"Utku."
Utku defalardır yaptığı gibi bıkmış bakışlarını Baran'a çıkardı. Oturduklarından beri saçma saçma sorularla çalışmasını bölüyordu. Her sorusuna cevap vereceğini söylediğine pişman olmuştu. Ne bekliyordu ki? Yapamadığı matematik sorusunu mu soracaktı?
"Burada meninin şekerden oluştuğu yazıyor." dedi Baran kitaptan bir paragrafı işaret ederek. "Tadı neden tatlı değil o zaman?"
Utku kaşlarını çattı ve sorgulayıcı bakışlarla Baran'ı süzdü. "Nereden biliyorsun tadını?" dedi sertçe. Baran ise şirince sırıtmaya devam ediyordu ama Utku'ya şirin geldiği söylenemezdi.
"Kendimden biliyorum."
"Ne!?" Utku gözlerini büyüttü.
"Ne ne? Sen hiç bakmadın mı kendi tadına?" diye rahatça konuştu Baran. Utku yüzünü buruşturdu "Hayır tabii ki!"

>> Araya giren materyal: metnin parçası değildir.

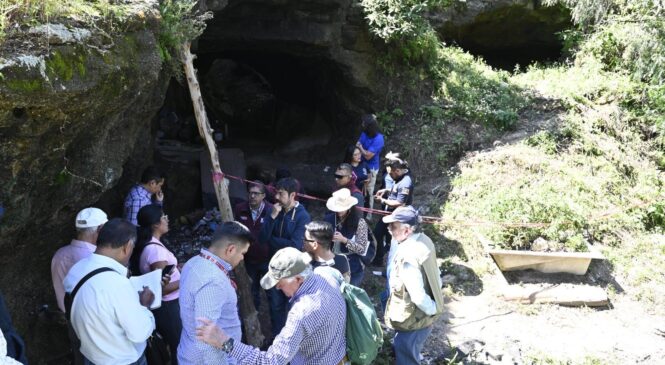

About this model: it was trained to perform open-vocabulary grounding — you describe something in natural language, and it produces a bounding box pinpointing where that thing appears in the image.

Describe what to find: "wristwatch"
[222,337,233,354]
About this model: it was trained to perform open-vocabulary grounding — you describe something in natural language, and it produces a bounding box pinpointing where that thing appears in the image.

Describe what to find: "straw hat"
[326,188,358,212]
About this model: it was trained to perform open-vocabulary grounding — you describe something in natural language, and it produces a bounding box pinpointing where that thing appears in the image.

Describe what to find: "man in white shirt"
[383,206,443,365]
[64,218,155,365]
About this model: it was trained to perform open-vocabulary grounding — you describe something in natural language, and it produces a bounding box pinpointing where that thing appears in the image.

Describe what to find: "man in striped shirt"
[197,247,346,365]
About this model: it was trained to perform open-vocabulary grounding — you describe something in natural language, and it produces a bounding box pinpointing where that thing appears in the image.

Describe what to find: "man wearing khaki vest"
[383,206,443,365]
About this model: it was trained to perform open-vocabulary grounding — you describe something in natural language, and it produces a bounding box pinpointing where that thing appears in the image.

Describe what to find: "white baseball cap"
[75,208,109,228]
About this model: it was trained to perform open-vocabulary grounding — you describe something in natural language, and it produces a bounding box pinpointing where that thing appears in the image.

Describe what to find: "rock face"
[0,3,166,358]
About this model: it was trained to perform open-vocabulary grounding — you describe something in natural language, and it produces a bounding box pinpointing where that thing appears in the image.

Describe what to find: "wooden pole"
[180,43,264,347]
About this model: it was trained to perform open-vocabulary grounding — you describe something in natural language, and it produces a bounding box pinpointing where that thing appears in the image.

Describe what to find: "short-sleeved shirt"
[388,173,413,210]
[311,255,351,275]
[358,132,383,170]
[139,237,180,302]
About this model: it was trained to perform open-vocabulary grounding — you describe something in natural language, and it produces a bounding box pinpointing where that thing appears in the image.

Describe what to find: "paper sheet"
[129,269,162,309]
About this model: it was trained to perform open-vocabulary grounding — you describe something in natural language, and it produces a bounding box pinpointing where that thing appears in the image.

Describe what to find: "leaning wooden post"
[180,43,264,347]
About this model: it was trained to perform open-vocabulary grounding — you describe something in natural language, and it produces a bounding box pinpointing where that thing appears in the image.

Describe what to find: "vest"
[385,234,444,331]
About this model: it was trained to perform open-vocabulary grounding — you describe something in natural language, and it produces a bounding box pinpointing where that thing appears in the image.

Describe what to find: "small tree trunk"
[180,43,264,347]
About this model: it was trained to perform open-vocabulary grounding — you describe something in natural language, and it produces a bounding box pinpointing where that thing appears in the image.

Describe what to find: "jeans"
[83,355,148,365]
[393,326,432,365]
[152,299,182,365]
[245,262,268,310]
[268,288,289,337]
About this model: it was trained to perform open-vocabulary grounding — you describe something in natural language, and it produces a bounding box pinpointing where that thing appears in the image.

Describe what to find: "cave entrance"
[438,5,572,71]
[155,51,360,215]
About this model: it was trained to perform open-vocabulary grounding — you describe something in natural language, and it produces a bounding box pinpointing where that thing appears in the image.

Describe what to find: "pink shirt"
[51,240,97,312]
[139,237,180,302]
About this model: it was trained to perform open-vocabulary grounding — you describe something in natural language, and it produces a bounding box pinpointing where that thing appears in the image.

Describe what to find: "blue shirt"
[231,269,346,365]
[178,250,242,365]
[358,132,383,170]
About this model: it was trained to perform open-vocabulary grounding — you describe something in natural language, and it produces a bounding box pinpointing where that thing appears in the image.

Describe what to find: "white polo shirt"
[64,254,155,365]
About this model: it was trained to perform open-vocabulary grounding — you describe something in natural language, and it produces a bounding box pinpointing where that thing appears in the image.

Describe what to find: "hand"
[270,203,282,219]
[139,286,155,308]
[333,231,349,245]
[196,317,230,349]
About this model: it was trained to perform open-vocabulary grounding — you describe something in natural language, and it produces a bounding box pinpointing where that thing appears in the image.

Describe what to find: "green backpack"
[341,283,383,365]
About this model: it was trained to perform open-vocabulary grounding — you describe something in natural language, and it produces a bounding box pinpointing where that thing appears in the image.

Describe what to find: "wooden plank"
[502,284,609,307]
[180,43,264,347]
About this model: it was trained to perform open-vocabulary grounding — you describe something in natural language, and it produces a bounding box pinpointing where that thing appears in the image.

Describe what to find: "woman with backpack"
[325,188,376,286]
[132,204,182,364]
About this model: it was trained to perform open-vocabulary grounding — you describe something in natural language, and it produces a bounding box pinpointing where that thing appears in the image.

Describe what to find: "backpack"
[340,283,383,365]
[358,221,377,267]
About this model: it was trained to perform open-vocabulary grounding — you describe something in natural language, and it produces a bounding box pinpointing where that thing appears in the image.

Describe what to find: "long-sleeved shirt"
[231,272,346,365]
[259,202,311,256]
[64,254,155,365]
[123,184,162,226]
[388,236,440,316]
[178,250,242,365]
[51,240,97,312]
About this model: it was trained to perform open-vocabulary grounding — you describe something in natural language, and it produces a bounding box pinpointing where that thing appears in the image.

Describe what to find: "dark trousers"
[373,219,391,266]
[268,288,289,337]
[245,262,268,311]
[152,299,182,365]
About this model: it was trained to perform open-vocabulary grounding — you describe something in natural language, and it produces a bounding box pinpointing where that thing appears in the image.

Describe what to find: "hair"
[141,166,166,184]
[305,221,335,249]
[342,145,362,164]
[205,221,253,248]
[337,163,353,176]
[247,180,266,194]
[361,114,379,137]
[97,218,136,249]
[275,177,299,194]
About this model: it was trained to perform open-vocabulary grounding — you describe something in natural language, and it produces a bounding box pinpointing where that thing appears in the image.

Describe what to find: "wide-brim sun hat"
[326,188,358,213]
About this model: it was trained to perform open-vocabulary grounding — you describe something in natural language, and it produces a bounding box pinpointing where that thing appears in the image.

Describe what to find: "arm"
[401,262,436,316]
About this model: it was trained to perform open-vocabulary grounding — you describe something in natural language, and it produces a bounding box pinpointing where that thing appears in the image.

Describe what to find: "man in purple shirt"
[196,247,346,365]
[123,166,165,226]
[356,114,384,218]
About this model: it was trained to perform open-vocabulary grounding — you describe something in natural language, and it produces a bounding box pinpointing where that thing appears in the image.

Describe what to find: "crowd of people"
[35,115,443,365]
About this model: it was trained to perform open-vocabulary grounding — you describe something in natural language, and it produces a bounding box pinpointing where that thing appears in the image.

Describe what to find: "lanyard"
[199,253,238,291]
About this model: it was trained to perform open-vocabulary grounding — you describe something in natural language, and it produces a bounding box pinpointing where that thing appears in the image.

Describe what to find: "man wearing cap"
[382,206,443,365]
[51,208,108,312]
[197,247,346,365]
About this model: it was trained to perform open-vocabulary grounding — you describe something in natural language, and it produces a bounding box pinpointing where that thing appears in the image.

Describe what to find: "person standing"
[178,222,252,365]
[373,153,413,266]
[303,221,351,283]
[51,208,108,312]
[233,181,272,309]
[134,204,182,365]
[259,177,311,336]
[356,114,384,219]
[325,189,370,286]
[64,218,155,365]
[382,206,443,365]
[123,166,165,226]
[197,247,346,365]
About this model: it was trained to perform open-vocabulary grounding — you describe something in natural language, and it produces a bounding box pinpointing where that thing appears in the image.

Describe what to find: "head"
[275,177,298,208]
[344,145,362,164]
[383,206,420,242]
[95,218,136,266]
[75,208,108,244]
[136,204,169,242]
[361,114,379,137]
[141,166,166,194]
[335,163,353,188]
[247,180,266,209]
[207,222,252,267]
[261,247,312,297]
[303,221,334,257]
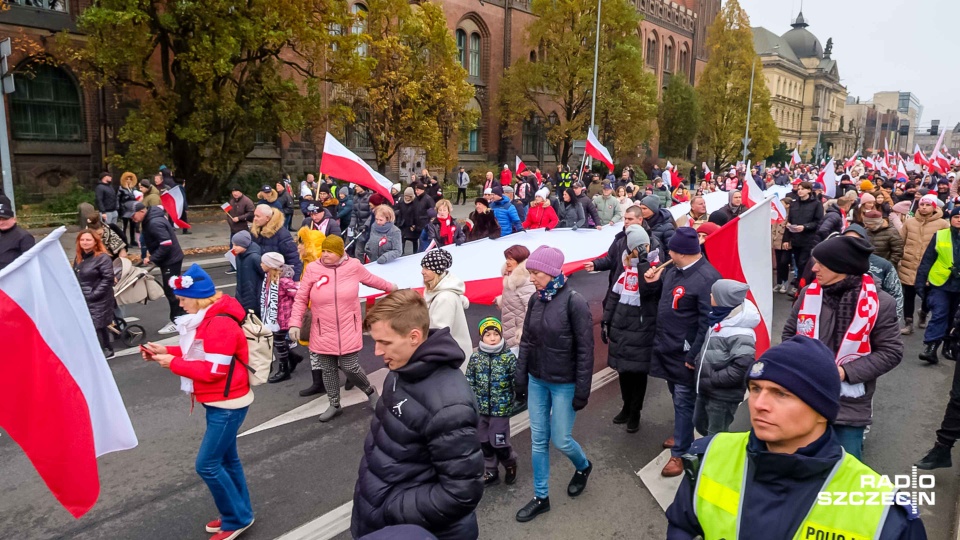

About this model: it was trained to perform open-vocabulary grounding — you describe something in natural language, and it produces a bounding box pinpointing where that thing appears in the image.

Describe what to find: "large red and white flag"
[913,144,930,170]
[515,156,527,176]
[930,130,950,174]
[360,226,620,305]
[790,148,801,166]
[160,186,190,229]
[817,158,837,199]
[843,150,860,170]
[320,131,394,204]
[0,227,137,518]
[704,197,773,358]
[584,129,613,171]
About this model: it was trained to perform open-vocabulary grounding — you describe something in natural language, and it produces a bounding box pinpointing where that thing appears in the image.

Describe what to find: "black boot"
[916,443,953,471]
[920,341,940,364]
[567,461,593,497]
[300,369,327,397]
[517,497,550,523]
[287,351,303,375]
[613,403,630,424]
[267,360,290,383]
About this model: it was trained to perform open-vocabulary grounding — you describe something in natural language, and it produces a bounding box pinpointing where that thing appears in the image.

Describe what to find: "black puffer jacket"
[603,260,659,373]
[350,328,483,540]
[650,257,720,386]
[350,190,372,234]
[783,196,823,247]
[140,206,183,266]
[516,285,593,409]
[73,250,117,328]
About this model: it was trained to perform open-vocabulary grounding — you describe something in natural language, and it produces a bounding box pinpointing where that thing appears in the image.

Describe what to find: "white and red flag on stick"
[0,227,137,518]
[817,158,837,199]
[515,156,527,176]
[320,132,394,204]
[584,129,613,171]
[160,186,190,229]
[790,148,801,166]
[705,196,775,358]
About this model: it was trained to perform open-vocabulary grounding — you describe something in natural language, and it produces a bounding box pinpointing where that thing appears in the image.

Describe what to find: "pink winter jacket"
[290,256,394,356]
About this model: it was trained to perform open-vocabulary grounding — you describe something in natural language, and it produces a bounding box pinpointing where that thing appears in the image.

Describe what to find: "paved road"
[0,268,958,540]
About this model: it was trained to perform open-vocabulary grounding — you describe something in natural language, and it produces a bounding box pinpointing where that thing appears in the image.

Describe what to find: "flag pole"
[577,0,600,178]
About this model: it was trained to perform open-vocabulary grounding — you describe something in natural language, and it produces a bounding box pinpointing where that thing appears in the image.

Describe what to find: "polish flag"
[817,158,837,199]
[0,227,137,518]
[705,200,776,358]
[790,148,800,166]
[160,186,190,229]
[843,150,860,169]
[584,128,613,171]
[913,144,930,170]
[516,156,527,176]
[930,130,950,174]
[320,131,394,204]
[897,160,907,182]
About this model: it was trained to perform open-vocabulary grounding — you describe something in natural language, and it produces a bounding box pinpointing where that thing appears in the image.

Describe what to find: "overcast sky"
[740,0,960,128]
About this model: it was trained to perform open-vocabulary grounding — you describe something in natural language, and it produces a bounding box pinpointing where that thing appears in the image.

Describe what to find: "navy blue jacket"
[140,206,184,267]
[667,427,927,540]
[237,242,264,317]
[490,197,523,236]
[650,257,720,386]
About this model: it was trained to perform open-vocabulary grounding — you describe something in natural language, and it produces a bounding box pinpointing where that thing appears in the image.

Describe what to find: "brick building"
[0,0,720,198]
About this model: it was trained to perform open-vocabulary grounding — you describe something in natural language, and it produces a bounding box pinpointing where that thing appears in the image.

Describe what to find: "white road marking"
[272,368,616,540]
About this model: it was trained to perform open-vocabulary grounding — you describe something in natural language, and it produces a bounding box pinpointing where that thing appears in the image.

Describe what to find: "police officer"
[914,206,960,364]
[667,336,927,540]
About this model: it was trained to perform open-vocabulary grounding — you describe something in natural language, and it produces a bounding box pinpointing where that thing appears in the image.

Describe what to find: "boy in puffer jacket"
[693,279,760,435]
[467,317,517,486]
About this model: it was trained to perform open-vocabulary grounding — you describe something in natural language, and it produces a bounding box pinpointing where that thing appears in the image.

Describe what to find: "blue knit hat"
[747,336,840,423]
[667,227,700,255]
[169,264,217,298]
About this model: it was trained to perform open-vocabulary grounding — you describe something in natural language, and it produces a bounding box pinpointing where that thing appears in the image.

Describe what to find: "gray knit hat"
[710,279,750,307]
[640,195,660,212]
[624,224,650,251]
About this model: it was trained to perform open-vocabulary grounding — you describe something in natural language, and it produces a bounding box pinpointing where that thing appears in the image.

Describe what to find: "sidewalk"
[28,199,474,263]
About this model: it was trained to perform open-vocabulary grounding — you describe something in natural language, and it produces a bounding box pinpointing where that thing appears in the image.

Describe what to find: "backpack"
[217,310,273,397]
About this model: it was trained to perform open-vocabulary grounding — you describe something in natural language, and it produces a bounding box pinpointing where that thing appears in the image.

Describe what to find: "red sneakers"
[210,521,253,540]
[207,518,220,533]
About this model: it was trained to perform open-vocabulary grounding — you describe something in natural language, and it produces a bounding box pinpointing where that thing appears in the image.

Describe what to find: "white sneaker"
[157,323,177,335]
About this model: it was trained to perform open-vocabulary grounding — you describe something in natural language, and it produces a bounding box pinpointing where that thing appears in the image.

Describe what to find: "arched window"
[10,64,84,141]
[647,34,660,69]
[469,32,480,77]
[460,98,483,154]
[350,4,369,56]
[457,28,467,67]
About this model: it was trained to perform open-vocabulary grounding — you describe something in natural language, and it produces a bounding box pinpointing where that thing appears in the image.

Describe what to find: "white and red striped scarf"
[797,274,880,397]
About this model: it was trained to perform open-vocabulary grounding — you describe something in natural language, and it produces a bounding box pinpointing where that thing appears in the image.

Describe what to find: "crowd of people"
[0,157,960,540]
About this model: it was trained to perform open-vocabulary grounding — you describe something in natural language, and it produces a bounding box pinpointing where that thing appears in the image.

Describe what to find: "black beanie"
[812,236,873,276]
[747,336,840,423]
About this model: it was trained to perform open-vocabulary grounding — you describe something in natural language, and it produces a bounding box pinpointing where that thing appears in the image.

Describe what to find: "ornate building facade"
[0,0,721,199]
[752,12,856,159]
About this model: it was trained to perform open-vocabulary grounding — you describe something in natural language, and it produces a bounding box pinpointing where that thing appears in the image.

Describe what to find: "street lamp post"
[743,58,757,163]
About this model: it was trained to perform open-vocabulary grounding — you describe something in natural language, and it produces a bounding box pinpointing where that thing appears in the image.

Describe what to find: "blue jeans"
[667,382,697,457]
[527,376,590,498]
[196,405,253,531]
[923,286,960,343]
[833,425,864,461]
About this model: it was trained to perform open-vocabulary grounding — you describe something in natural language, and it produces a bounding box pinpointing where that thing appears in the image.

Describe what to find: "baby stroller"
[109,258,163,347]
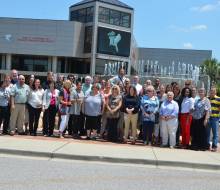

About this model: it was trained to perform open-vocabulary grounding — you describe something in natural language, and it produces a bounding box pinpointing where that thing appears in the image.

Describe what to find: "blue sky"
[0,0,220,60]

Baran sandalyesinde hafifçe zıplayarak Utku'ya yaklaştı ve kolunu omzuna attı.
"Merak etme ben bakarım senin de tadına."
Utku, irkilip Baran'ın omzundaki kolunu attı ve tiksintiyle ondan uzaklaştı.
"Gerek yok."
"Ama-"
"Sus Baran." dedi sözünü keserek. "Kendini tanıma dersine geri dön."
Baran omzunu silkip kitabına geri döndü. Çok geçmemişti ki yeniden yerinde kıpırdanıp Utku'ya döndü.
"Utku."
"Ne var?"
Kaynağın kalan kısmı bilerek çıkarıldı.